Rangers, Astros win big in divisional series openers

The Lone Star State started the ALDS hot Saturday as both the Rangers and Astros jumped out to 1-0 series leads over the Orioles and Twins, respectively. Teams who have won Game 1 in a best-of-five series have advanced to the next round 71.4% of the time, boding well for Texas and Houston, although anything can happen, as we've all seen.

Rangers 3, Orioles 2 (Rangers up 1-0)

Astros 6, Twins 4 (Astros up 1-0)

Here's what we learned from the first day of ALDS play:

1. The O's are in a tough spot now

After dropping Game 1 of the ALDS 3-2 to the Rangers, the AL's top seed finds itself in a tough spot. It's a best-of-five series, so the Orioles are straightaway tasked with winning three of the next four against Texas. That's a tall order, as you might imagine. Across the history of best-of-five postseason series in Major League Baseball, the team losing Game 1 at home, as the Orioles did on Saturday, goes on to win that series less than 30% of the time.

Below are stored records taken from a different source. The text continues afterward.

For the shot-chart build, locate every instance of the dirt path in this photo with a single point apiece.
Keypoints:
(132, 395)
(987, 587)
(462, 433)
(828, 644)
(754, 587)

Specific to this series, the O's may have even more cause to be concerned. The Rangers played in the Wild Card Series, which meant they didn't have their (quite thin) rotation lined up optimally for Game 1. That means that the O's lost a game in which their ace, Kyle Bradish, squared off against Andrew Heaney, who probably wouldn't have been in the Rangers' ALDS rotation had others been healthy. Baltimore draws Jordan Montgomery in Game 2 on Sunday, and Montgomery has been a frontline performer this season. They'll also draw Nathan Eovaldi when the series shifts back to Texas, and he looks back to ace-ish form after his outing against the Rays in the opening round. As well, Montgomery will catch both scheduled travel days at the right time and be able to start a deciding Game 5 on regular rest.

In the end, both history and the specifics of this series suggest the O's put themselves in a very unenviable spot by dropping Game 1.

2. Jonah Heim changed the game with his arm

In the bottom of the ninth and with the Rangers clinging to a 3-2 lead, Baltimore rookie phenom Gunnar Henderson notched a lead-off single. In an effort to put himself in scoring position, Henderson took off on a 2-1 changeup to the next batter, and behind the plate for Texas. Jonah Heim went to work.

The throw-out altered the course of Game 1 and may have also altered the arc of the series itself. That one heave by Heim improved the Rangers' chances of taking Game 1 by a whopping 22%. Indeed, the Rangers were able to get those final two outs and secure the crucial win. Had Henderson been safe, the outcome might have been entirely different.

Doubling the disappointment for Baltimore is that Henderson probably shouldn't have been running in that spot.

Hyde said Henderson steal attempt in the ninth was “a miscommunication,” which makes sense since Henderson seemed to peek back a few times as he went. 

Where the blame falls for that miscommunication is uncertain, but suffice it to say it was a critical mistake by the O's. During the regular season, Heim was solidly above average at hosing runners, and he was that and more on one of the biggest defensive plays of the 2023 postseason so far.

3. Twins wasted early opportunities

Coming into the game, the Twins may have feared they would have limited scoring opportunities against Verlander. That wasn't the case. They simply failed to cash in the chances they had throughout the early portion of Game 1.

Minnesota's hitters took four plate appearances in the first inning with at least one runner on base. They took six more combined over the course of the second and third innings. Yet the Twins did not score a single run in those frames. Instead, they hit into a pair of double plays and watched as rookie Edouard Julien made a crucial baserunning mistake.

Predictably, perhaps, Verlander settled in as the game progressed and Minnesota's baserunner pool evaporated until the seventh inning, when Jorge Polanco launched a three-run shot and Royce Lewis followed it up with a solo home run of his own off reliever Hector Neris.

There's no way of knowing if the end result changes had the Twins pushed a few of those early runners across. But it's safe to write the Twins would've preferred to have found out for themselves.

4. Altuve, Alvarez powered Astros

Whereas the Twins failed to plate a run early, the Astros scored out of the gate. Second baseman Jose Altuve hit his franchise record 24th career postseason home run on the first pitch the Astros saw this playoffs.

Altuve's home run doubled as his eighth first-inning postseason home run. That's the most in major-league history, with only one other player (Albert Pujols) possessing as many as six such home runs, according to CBS Sports HQ's research team.

Altuve wasn't the only Astros star to jump the fence. Yordan Alvarez launched a two-run shot in the third inning to open up Houston's lead to 3-0.

The Astros would add a few more runs later, and Alvarez would launch his second home run of the game in the seventh inning. Those turned out to be a blessing given Minnesota's late charge.

5. Rookies have big day in ALDS

Twins DH Royce Lewis and Rangers outfielder Evan Carter and third baseman Josh Jung proved on Saturday that they were ready for the big stage despite their rookie status.

Lewis launched his third home run in his third playoff game. Carter, meanwhile, ran his on-base offseason total to 10 times in 12 plate appearances. And then there was Jung, who homered and made a number of stellar defensive plays.

It just goes to show that experience isn't everything in October.